When the U.S. Marines pulled into town, their American commander decided to install as police chief Gen. Abbas Fathil Abud, a high-ranking member of the Baath Party, who had served Saddam for 24 years.

When 60 Minutes arrived at his office, he was closeted with U.S. military officers and protected by American troops.

“There is a lot of cooperation between us and the American military police,” says Gen. Abud.

Even though Ambassador Paul Bremer is on record saying that no high-ranking members of Saddam's old Baath Party will hold power in Iraq, in Karbala, the U.S. government is cooperating with Gen. Abud and has put him in charge of a well-armed force – even though he is a Baathist.
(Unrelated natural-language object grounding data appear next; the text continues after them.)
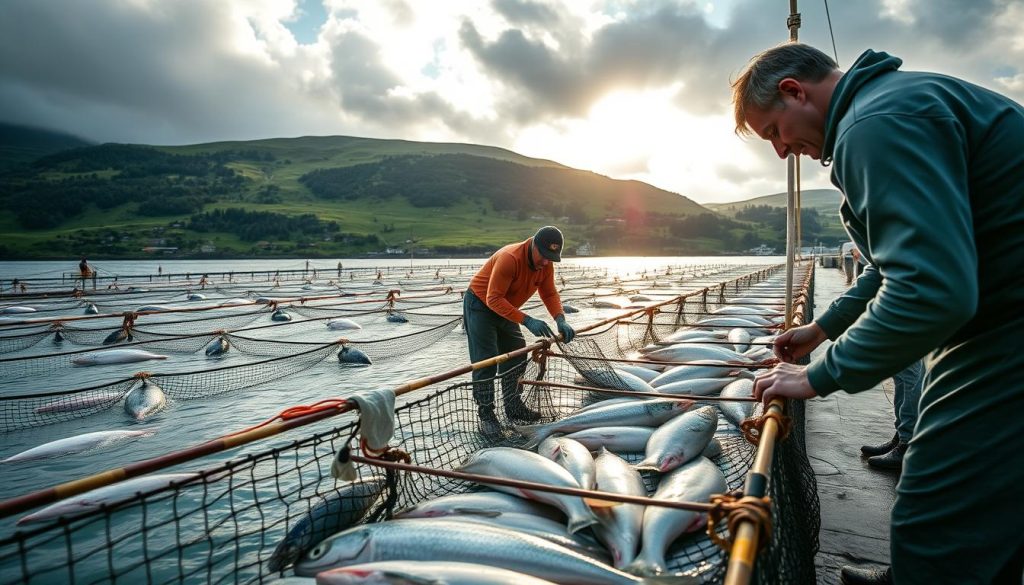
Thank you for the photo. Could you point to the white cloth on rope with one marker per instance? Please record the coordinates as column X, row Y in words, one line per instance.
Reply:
column 376, row 428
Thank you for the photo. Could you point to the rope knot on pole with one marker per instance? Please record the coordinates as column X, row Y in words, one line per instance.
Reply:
column 753, row 427
column 735, row 508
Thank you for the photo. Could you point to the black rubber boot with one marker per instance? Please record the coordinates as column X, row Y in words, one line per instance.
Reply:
column 864, row 576
column 870, row 450
column 516, row 410
column 891, row 460
column 489, row 426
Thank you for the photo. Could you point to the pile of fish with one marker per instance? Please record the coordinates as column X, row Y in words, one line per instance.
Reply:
column 664, row 448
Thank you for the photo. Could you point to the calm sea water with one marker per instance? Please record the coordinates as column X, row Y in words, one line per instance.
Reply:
column 188, row 422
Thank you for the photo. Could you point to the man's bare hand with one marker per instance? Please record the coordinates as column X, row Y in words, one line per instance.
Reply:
column 799, row 341
column 785, row 380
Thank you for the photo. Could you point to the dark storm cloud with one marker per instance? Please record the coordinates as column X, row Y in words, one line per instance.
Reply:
column 659, row 43
column 365, row 87
column 122, row 72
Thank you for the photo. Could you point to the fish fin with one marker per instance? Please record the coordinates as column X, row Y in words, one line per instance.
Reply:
column 598, row 503
column 670, row 580
column 478, row 512
column 578, row 524
column 407, row 579
column 649, row 570
column 532, row 432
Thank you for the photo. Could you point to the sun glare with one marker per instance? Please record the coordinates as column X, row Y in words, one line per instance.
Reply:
column 643, row 135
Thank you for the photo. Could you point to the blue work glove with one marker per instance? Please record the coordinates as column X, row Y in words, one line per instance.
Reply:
column 564, row 328
column 538, row 327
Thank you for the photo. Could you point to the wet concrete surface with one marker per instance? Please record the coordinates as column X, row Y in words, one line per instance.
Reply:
column 855, row 499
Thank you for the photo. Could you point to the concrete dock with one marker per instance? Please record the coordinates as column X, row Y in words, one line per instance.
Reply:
column 855, row 499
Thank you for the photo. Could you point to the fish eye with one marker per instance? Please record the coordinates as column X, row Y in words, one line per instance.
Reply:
column 317, row 551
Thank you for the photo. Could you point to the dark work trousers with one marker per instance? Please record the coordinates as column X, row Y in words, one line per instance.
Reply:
column 956, row 517
column 489, row 334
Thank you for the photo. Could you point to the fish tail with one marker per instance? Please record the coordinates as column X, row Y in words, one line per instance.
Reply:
column 644, row 566
column 535, row 433
column 581, row 520
column 647, row 466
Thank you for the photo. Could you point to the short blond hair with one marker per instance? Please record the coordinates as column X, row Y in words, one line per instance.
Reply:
column 757, row 85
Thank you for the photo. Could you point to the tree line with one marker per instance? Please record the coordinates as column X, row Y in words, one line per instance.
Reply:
column 59, row 186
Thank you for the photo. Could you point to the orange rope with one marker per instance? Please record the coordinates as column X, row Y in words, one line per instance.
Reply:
column 295, row 412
posted on Dec, 10 2003 @ 11:07 PM

Originally posted by Bout Time
"When the U.S. invasion came last spring with promises of democracy and self-rule, people in Karbala were among the first to try and take charge of their own affairs.

well ok you got this article for a main stream media that is ruled but the DEMONCRACKS!!!!!!!

[Edited on 10-12-2003 by Russian]

posted on Dec, 11 2003 @ 06:00 PM
I understand your distrust, Russian, but B-T is correct in all the points made.

Russian, you are thinking that there is still a Republican party, but there is not. They are Republicrats, now.
I am sorry.
We have two parties that are controlling the political scene of this country that have little positional difference between them and there is no quick way to repair this problem. Were we to all vote for a party that was in line with the Founding Fathers and that wanted to repair the decades of damage, we would have a chance. Other than that, you might want to tread what Brotehr James said in Paper#46.

posted on Dec, 12 2003 @ 09:54 AM

If the US is perceived as not being Democracy's Champion, then the world is lost.
All things we do as a country will be suspect, due to our lone superpower status, no matter how altruistic.